My application wants to let users log in using Twitch. I redirect them to the twitch page and they authenticate and I get the OAuth token from the kraken authentication API.

My question originates from reading this piece of documentation:

This section applies only to developers who use Twitch to enable users to log into their applications. In these cases, Twitch ensures that users who identify themselves on third-party Web sites are who they say they are.
Twitch requires that applications using Twitch OAuth 2 authentication for login validate the access tokens with every request. That is, if your service uses Twitch as a form of authentication (to verify that a user is who he says he is on your platform), each request to your service must validate the continued viability of the access token.
Twitch periodically conducts audits. If we discover an application that is not re-validating access tokens (that is, an application that validates only for login and not thereafter), we may take punitive action, such as revoking the developer’s API key or throttling the application’s performance.

My use case is essentially getting the User ID from Twitch’s v5 GET API after they authorize and storing said User ID as a way to uniquely identify a Twitch user. Then, they are primarily communicating with my server alone through a websocket opened once, and I almost never need to talk to Twitch again after that. Users have to re-authenticate if they close the connection (the page, or disconnect, etc.), but that’s about it.

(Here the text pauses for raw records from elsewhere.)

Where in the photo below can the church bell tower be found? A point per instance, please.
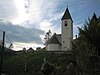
(67, 31)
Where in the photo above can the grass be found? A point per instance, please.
(14, 65)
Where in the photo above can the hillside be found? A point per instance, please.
(14, 65)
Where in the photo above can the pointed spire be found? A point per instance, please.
(66, 15)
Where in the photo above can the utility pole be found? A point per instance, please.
(2, 53)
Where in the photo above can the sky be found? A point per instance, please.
(27, 27)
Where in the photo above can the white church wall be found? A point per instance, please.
(67, 34)
(53, 47)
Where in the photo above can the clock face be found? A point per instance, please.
(65, 23)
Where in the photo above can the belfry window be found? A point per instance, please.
(65, 23)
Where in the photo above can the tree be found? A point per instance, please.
(87, 44)
(91, 32)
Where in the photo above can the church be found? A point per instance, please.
(63, 41)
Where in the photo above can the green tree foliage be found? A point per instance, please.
(91, 32)
(86, 46)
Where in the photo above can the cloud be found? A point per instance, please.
(8, 9)
(20, 34)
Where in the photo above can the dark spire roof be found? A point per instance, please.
(66, 15)
(55, 39)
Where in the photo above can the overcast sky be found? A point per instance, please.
(42, 15)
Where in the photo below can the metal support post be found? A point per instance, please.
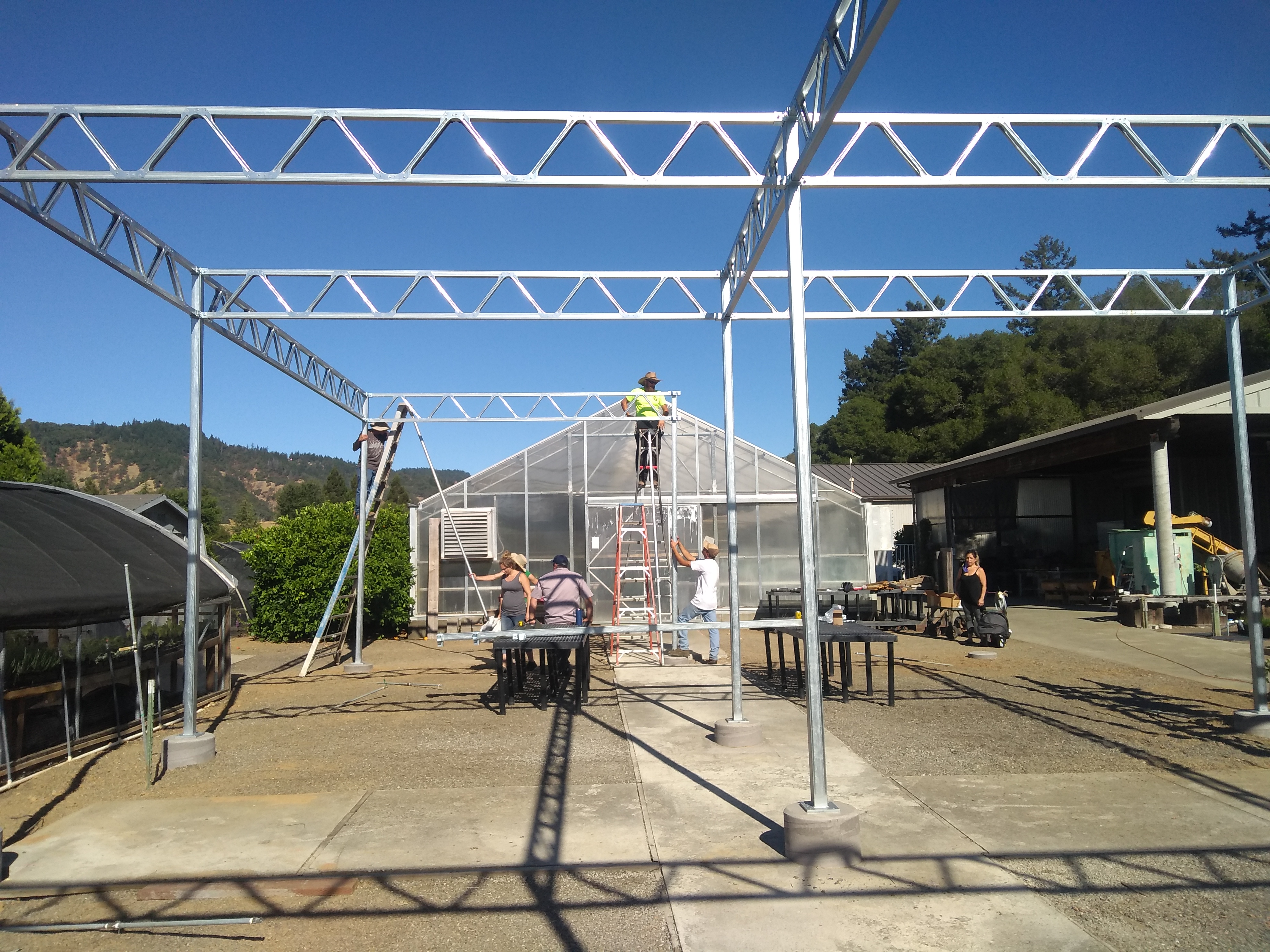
(357, 665)
(729, 475)
(195, 507)
(192, 747)
(1258, 720)
(803, 464)
(1166, 554)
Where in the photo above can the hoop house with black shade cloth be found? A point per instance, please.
(63, 555)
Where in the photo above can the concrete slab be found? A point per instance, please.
(717, 817)
(1097, 634)
(171, 839)
(473, 828)
(1089, 812)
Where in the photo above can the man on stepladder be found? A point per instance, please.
(648, 406)
(705, 602)
(374, 440)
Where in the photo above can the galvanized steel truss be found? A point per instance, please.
(639, 158)
(860, 294)
(155, 266)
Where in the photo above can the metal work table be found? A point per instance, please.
(516, 653)
(840, 635)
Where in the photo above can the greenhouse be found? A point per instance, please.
(562, 497)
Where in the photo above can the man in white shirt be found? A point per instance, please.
(705, 602)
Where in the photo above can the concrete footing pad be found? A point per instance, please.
(822, 836)
(1253, 723)
(188, 751)
(737, 734)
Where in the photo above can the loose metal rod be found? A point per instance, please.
(803, 475)
(362, 506)
(195, 507)
(1248, 520)
(729, 470)
(136, 641)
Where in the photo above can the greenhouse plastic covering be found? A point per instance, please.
(559, 497)
(63, 555)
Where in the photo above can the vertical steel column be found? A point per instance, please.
(729, 474)
(195, 507)
(1166, 555)
(1260, 712)
(361, 532)
(803, 464)
(673, 567)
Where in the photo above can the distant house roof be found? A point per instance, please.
(874, 483)
(153, 506)
(1094, 437)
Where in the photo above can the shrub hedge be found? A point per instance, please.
(298, 559)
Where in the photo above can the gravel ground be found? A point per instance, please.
(282, 735)
(1039, 710)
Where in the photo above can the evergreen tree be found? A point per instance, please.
(397, 492)
(1048, 254)
(336, 490)
(21, 459)
(245, 521)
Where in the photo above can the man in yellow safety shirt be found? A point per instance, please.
(647, 406)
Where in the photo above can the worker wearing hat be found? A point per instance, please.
(375, 440)
(705, 602)
(647, 407)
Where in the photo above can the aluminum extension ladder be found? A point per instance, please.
(338, 620)
(642, 574)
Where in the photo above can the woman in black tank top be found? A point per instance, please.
(972, 586)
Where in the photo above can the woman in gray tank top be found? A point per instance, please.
(515, 591)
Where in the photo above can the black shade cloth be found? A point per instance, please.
(63, 555)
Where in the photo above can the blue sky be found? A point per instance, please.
(82, 343)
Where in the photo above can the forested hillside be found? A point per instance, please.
(150, 457)
(919, 395)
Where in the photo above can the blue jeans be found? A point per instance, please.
(686, 615)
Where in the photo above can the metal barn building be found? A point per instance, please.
(561, 497)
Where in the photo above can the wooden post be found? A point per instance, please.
(434, 573)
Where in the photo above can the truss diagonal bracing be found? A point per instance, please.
(474, 295)
(98, 226)
(637, 149)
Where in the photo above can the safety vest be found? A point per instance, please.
(646, 404)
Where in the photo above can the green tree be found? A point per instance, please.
(336, 490)
(247, 524)
(397, 493)
(298, 496)
(1047, 254)
(210, 513)
(21, 460)
(298, 560)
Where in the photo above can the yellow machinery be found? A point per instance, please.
(1202, 539)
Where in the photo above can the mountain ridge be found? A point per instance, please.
(150, 456)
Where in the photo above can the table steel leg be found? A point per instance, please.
(502, 681)
(891, 673)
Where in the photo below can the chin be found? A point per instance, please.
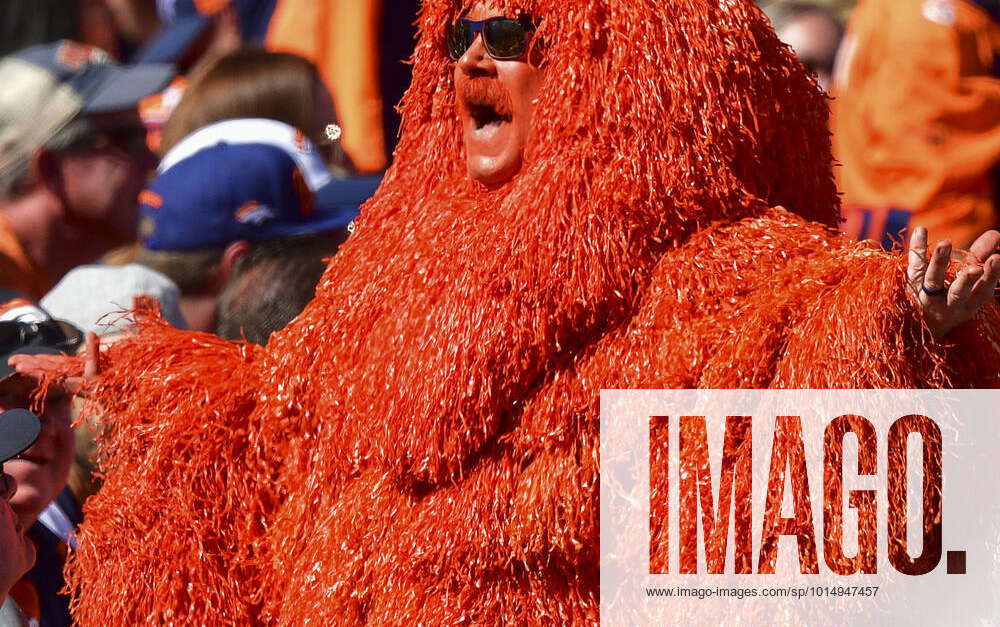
(491, 172)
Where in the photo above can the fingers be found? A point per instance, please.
(92, 352)
(984, 289)
(963, 285)
(937, 270)
(917, 258)
(985, 245)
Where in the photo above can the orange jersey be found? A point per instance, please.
(916, 118)
(342, 38)
(17, 271)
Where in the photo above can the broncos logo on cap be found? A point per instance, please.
(74, 56)
(254, 213)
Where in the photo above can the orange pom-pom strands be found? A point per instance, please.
(421, 445)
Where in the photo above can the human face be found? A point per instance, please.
(496, 101)
(102, 177)
(815, 38)
(16, 547)
(42, 470)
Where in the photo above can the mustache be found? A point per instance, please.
(482, 91)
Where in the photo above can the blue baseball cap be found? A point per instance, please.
(46, 87)
(247, 179)
(186, 20)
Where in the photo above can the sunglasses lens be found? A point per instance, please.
(505, 38)
(458, 39)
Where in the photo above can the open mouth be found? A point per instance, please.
(38, 461)
(484, 115)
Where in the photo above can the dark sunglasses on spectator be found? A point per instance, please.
(50, 333)
(130, 139)
(505, 38)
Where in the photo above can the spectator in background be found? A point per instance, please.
(18, 431)
(814, 33)
(42, 470)
(916, 118)
(25, 23)
(270, 285)
(73, 159)
(252, 83)
(360, 48)
(225, 191)
(192, 29)
(93, 298)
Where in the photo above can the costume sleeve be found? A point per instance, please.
(171, 533)
(844, 317)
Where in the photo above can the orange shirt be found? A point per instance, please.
(17, 271)
(342, 38)
(916, 119)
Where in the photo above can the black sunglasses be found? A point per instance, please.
(56, 334)
(505, 38)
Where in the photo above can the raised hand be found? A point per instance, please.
(38, 366)
(947, 306)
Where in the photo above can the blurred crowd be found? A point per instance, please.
(202, 158)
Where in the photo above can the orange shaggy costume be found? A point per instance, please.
(421, 445)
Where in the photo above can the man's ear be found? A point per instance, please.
(44, 171)
(232, 253)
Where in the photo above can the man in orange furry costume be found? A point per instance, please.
(421, 445)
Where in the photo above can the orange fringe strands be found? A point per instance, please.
(421, 445)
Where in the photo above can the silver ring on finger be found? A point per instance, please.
(933, 292)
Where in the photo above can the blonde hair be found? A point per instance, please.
(253, 83)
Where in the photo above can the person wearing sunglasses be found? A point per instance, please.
(421, 446)
(497, 78)
(44, 508)
(74, 159)
(19, 429)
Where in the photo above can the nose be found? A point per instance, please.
(476, 61)
(8, 486)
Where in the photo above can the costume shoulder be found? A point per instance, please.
(777, 301)
(172, 409)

Should I set a timer to re-check the oauth token every 10 minutes? Every 5? Whenever the root URL says my token is going to run out? How do I make sure I’m validating properly and within the limits of the rules here? I don’t want to validate for every single command piped either way through my websocket because that’s a sure fire way to get rate limited, as there are hundreds of binary commands going back and forth between my server and my users.

I would really appreciate any guidance on the subject!

I have a similar question, given the reliability issues with the API, I let folks authenticate once, then give the user the power to delete all their data from a system that belongs to them if they wish to cease using it. They don’t even have to disconnect in Twitch, which some folks don’t even know exists, I think. The reason for this design was, when I was trying to check the API on a consistent basis for authentication purposes, it was coming back with failures (especially during that time period a couple of weeks ago) and I didn’t want to deal with it anymore - having my service depend upon a service that was going down every other day just wasn’t ideal.